Lebanese military forces prepare for possible chaos

Lebanese military forces prepare for possible chaos
  • Source says army will exercise role assigned to it, with no end in sight to political impasse
  • France organizing conference ‘to mobilize support from international community for army’

BEIRUT: France is organizing a virtual conference next Thursday “to mobilize support from the international community for the Lebanese army,” following an official visit to France from Lebanese Army Commander Gen. Joseph Aoun at the end of May.

Aoun met with French President Emmanuel Macron and discussed “providing urgent food and medical aid to the security forces in the hope of maintaining law and order.”

The US and Lebanon also held a conference at the end of May, with Washington renewing its commitment to the Lebanese Armed Forces (LAF) by increasing its its military aid by $15 million, reaching a total of $120 million in the fiscal year 2021.

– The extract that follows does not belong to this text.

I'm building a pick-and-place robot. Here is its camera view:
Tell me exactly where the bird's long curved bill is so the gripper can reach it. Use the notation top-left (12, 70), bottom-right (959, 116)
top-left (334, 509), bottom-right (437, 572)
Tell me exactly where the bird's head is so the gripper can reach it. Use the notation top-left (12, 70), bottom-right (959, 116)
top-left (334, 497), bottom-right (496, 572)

“We have a permanent military aid program with the US, but we do not need weapons right now. We need in-kind aid for the army,” a military source stressed.

These developments take place as external warnings continue about the possibility of chaos prevailing in Lebanon, as the economic and social situation hits rock bottom.

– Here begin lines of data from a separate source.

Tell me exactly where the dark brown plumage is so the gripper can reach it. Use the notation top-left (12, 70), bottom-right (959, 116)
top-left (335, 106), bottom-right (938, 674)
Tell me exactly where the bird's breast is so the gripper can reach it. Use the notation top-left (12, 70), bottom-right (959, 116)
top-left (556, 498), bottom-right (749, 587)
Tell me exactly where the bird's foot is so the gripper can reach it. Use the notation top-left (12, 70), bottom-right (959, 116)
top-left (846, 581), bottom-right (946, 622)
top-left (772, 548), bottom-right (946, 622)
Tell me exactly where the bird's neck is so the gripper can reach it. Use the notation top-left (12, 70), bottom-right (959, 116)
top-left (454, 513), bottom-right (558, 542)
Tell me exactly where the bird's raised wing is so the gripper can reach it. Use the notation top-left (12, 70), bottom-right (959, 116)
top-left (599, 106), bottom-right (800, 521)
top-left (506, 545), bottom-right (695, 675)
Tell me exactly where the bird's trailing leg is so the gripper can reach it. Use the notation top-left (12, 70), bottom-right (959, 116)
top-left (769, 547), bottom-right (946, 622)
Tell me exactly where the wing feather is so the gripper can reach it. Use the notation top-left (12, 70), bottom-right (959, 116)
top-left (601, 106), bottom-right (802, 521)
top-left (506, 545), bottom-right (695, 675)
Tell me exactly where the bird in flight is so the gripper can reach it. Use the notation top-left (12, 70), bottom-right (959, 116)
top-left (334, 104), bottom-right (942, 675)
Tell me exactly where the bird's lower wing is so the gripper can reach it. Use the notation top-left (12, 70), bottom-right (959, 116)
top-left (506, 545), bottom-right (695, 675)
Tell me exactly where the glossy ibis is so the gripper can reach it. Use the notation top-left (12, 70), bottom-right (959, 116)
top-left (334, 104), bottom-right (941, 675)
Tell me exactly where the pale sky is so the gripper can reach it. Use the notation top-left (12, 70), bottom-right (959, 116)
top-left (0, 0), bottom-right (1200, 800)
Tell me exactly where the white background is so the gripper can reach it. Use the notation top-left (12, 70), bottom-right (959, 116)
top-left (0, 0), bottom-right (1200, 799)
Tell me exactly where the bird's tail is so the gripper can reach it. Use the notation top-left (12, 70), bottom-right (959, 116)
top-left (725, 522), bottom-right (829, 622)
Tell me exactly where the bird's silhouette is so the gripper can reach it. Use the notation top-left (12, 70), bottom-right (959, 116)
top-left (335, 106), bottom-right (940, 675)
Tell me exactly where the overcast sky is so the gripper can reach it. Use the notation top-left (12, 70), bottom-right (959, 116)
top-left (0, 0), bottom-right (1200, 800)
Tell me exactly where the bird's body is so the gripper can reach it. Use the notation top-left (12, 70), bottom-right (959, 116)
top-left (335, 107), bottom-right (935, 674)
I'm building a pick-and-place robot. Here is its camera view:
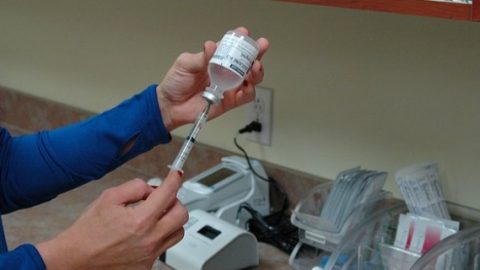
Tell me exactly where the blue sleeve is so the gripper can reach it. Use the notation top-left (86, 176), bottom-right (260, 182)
top-left (0, 85), bottom-right (171, 214)
top-left (0, 244), bottom-right (46, 270)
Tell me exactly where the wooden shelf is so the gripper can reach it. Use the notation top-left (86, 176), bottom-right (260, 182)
top-left (280, 0), bottom-right (480, 21)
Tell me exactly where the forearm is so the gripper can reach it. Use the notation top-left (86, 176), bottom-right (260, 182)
top-left (0, 85), bottom-right (170, 213)
top-left (0, 244), bottom-right (46, 270)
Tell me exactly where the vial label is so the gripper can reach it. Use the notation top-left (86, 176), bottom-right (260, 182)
top-left (210, 34), bottom-right (258, 78)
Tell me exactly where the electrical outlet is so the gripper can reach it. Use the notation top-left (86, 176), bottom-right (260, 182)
top-left (246, 86), bottom-right (273, 146)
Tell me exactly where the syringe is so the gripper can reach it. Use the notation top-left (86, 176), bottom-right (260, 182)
top-left (170, 102), bottom-right (212, 172)
top-left (169, 31), bottom-right (259, 172)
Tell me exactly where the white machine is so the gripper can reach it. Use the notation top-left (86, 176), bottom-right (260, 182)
top-left (177, 156), bottom-right (270, 228)
top-left (165, 210), bottom-right (259, 270)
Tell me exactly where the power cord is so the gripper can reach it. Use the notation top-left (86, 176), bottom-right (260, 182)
top-left (233, 121), bottom-right (298, 253)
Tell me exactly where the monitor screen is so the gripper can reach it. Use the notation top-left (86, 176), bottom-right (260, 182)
top-left (198, 168), bottom-right (236, 187)
top-left (198, 225), bottom-right (221, 240)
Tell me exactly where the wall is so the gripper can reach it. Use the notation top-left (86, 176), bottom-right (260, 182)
top-left (0, 0), bottom-right (480, 208)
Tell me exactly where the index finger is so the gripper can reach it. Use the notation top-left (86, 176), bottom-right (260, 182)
top-left (140, 171), bottom-right (183, 219)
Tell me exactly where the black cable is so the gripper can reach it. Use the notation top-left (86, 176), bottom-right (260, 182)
top-left (233, 133), bottom-right (290, 217)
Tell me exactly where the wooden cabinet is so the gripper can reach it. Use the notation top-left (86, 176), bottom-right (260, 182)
top-left (280, 0), bottom-right (480, 21)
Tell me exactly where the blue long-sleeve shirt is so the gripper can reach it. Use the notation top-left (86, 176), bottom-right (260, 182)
top-left (0, 85), bottom-right (171, 270)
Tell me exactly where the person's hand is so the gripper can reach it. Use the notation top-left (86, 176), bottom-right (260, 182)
top-left (157, 27), bottom-right (269, 131)
top-left (37, 172), bottom-right (188, 270)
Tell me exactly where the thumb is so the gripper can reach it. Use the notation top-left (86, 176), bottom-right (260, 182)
top-left (106, 178), bottom-right (153, 205)
top-left (179, 41), bottom-right (217, 73)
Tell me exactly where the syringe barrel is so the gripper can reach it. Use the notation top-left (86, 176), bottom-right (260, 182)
top-left (169, 103), bottom-right (210, 171)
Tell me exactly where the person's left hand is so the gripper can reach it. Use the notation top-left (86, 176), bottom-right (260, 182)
top-left (157, 27), bottom-right (269, 131)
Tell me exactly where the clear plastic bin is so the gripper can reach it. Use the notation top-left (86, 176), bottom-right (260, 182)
top-left (289, 183), bottom-right (398, 270)
top-left (411, 225), bottom-right (480, 270)
top-left (323, 203), bottom-right (480, 270)
top-left (291, 183), bottom-right (391, 252)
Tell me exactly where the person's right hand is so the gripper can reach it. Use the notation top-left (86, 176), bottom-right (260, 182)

Foreign observers fear that security forces may not be able to prevent unrest that may prove more violent than the protests of 2019 and 2020.

Political bickering continues, and the caretaker government has refrained from performing any role that its head, Hassan Diab, considers to be in violation of the constitution.

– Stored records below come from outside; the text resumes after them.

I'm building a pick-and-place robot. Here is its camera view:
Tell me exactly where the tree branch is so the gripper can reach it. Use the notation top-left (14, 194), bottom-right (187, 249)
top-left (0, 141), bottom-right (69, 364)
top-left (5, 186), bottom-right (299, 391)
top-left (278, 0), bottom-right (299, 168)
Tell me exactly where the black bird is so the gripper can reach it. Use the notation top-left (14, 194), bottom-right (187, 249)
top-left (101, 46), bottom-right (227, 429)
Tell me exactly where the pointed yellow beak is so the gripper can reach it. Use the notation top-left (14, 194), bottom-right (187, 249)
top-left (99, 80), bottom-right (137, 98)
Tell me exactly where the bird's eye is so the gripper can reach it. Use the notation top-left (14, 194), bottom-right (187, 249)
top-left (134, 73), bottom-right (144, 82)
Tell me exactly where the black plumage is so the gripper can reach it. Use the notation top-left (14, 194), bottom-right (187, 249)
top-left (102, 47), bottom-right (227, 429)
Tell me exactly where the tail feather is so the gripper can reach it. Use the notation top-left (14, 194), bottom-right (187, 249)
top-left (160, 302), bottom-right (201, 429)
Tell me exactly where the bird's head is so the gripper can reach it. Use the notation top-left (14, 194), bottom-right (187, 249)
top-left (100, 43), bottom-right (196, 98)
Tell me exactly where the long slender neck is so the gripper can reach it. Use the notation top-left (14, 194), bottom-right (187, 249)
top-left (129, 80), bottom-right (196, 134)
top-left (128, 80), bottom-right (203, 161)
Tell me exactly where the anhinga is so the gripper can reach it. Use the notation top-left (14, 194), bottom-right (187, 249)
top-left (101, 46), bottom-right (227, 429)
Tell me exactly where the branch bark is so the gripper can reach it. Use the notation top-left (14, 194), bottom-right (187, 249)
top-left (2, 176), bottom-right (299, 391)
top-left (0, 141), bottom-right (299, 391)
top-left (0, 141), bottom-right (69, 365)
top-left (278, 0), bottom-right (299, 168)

A military source told Arab News the political conflicts “affected the morale of the army and other security forces.” However, the source stressed theys had been successful in dealing with protest movements so far.




Lebanese Army Commander Gen. Joseph Aoun. (AFP file photo)

The source added: “It is true that the army is suffering and understands what the people are feeling, but its priority is to protect civil peace and stability; harming civil peace is crossing a red line.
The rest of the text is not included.